The security measures also prevent distributed denial of service (DDoS) attacks, which hackers use to flood a website with botnet traffic and overload the website for a period of time.
The report states that the federal websites for the Speaker of the House, the House of Representative, and the Congressional Budget Office all failed to enable DNSSEC.
In 2008, the Office of Management and Budget required all federal websites to deploy DNSSEC to remove threats of DNS-based attacks and improve the “overall integrity and authenticity of information processed over the Internet.”
The analysts also tested each site to identify whether it enabled Hypertext Transfer Protocol Secure (HTTPS).
Using Qualys SSL Labs’ “SSL Server Test,” which analyzes a website’s Secure Sockets Layer (SSL) certificates and found that 71 percent of the sites passed the test, up from 67 percent the previous year. SSL certificates ensure that all data being sent between the browser and server is encrypted.
Websites use an SSL certificate to authenticate the identity of a website and encrypt data that is being transmitted in order to ensure that hackers cannot intercept communications from a user, such as credit card information or other personal data, or manipulate data between the browser and the server.
The analysts found that the websites for the Government Accountability Office and the Speaker of the House failed to enable HTTPS, among others.
In total, 36 percent of the websites failed one of the security tests, down from 39 percent in the previous year.
The analysts also found that 60 percent of the sites they tested were accessible to users with disabilities, up slightly from 58 percent in their initial report. The report said that the main issues were a lack of labels that prevent blind users from being able to navigate certain websites with a screen reader
Although it is not required by law, analysts also reviewed the websites for their page-load speed and found that 37 percent failed the test, an increase on the 27 percent in the previous report. The report also found fewer federal websites passed their mobile page-load speed test, from 36 percent in the initial report to 27 percent in the report released Monday.
Only 61 percent of the websites they tested were mobile friendly, a slight increase from the 59 percent that were found to be mobile-friendly in the last report.
In 2016, the ITIF reviewed 297 of the most popular government websites and released a report that said “many federal government websites were not fast, mobile friendly, secure, or accessible.”
Since that report, the ITIF said that federal agencies have “made little progress at modernizing government websites.”
The report applauded President Donald Trump for taking a “general step in the right direction” by signing an executive order in May that established the American Technology Council to modernize IT infrastructure in the US. However, the report adds that the Trump administration needs to address these failures in order to endure the government can “provide all Americans with secure and convenient access to online government services and information.”

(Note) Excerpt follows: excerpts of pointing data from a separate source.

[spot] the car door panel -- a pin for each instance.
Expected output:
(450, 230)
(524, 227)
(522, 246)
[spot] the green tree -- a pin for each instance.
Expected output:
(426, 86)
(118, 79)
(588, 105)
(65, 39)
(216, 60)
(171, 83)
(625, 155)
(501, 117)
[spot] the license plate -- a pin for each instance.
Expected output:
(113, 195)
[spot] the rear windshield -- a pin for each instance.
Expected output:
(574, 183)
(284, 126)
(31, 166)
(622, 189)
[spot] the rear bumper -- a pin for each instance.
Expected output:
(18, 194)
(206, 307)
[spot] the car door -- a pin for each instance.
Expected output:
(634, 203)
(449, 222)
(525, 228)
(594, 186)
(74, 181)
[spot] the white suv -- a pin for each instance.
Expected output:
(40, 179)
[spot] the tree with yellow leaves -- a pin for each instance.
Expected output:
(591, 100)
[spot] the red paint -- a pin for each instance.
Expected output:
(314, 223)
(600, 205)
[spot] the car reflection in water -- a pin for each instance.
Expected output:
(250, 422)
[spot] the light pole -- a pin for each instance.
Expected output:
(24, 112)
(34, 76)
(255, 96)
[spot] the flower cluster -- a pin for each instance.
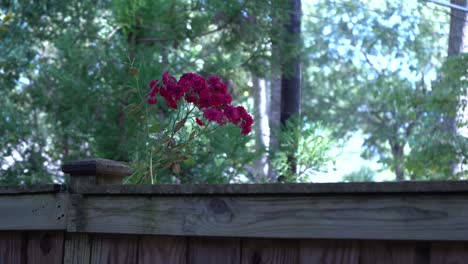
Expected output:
(210, 96)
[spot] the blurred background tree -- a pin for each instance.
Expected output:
(73, 76)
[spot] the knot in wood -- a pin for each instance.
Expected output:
(218, 206)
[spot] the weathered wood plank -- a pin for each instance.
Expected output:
(208, 250)
(33, 212)
(390, 252)
(25, 189)
(289, 189)
(77, 249)
(271, 251)
(13, 247)
(45, 247)
(404, 217)
(329, 252)
(162, 249)
(114, 249)
(449, 253)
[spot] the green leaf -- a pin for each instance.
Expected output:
(155, 128)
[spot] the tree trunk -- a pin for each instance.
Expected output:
(398, 160)
(458, 35)
(458, 43)
(291, 71)
(291, 66)
(260, 165)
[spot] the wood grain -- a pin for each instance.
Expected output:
(329, 252)
(45, 247)
(77, 248)
(209, 250)
(389, 252)
(33, 212)
(162, 249)
(12, 247)
(449, 253)
(114, 249)
(402, 217)
(270, 251)
(406, 187)
(28, 189)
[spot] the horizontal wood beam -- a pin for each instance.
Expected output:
(33, 211)
(432, 187)
(30, 189)
(345, 216)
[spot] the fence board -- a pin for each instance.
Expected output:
(114, 249)
(449, 253)
(329, 252)
(77, 248)
(204, 250)
(402, 217)
(389, 252)
(12, 247)
(271, 251)
(45, 247)
(162, 250)
(33, 212)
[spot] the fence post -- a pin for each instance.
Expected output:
(85, 173)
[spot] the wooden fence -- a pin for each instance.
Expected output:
(90, 221)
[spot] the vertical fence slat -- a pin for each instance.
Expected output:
(329, 252)
(272, 251)
(162, 249)
(45, 247)
(389, 252)
(114, 249)
(12, 250)
(204, 250)
(77, 248)
(449, 252)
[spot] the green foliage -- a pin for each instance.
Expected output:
(364, 174)
(307, 145)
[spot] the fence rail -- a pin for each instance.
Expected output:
(90, 221)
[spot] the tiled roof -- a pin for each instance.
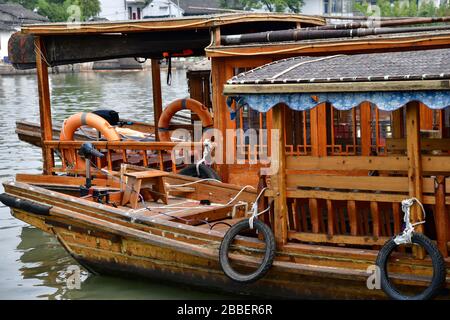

“Government websites get millions of visitors each day. As more people go online for public services and as security threats continue to evolve, it is important for federal websites to be more convenient, accessible, and secure,” Galia Nurko, an ITIF research fellow, said in a statement. “This report shows a significant amount of work left to be done to modernize federal websites and ensure that, as technology advances, federal websites improve in turn.”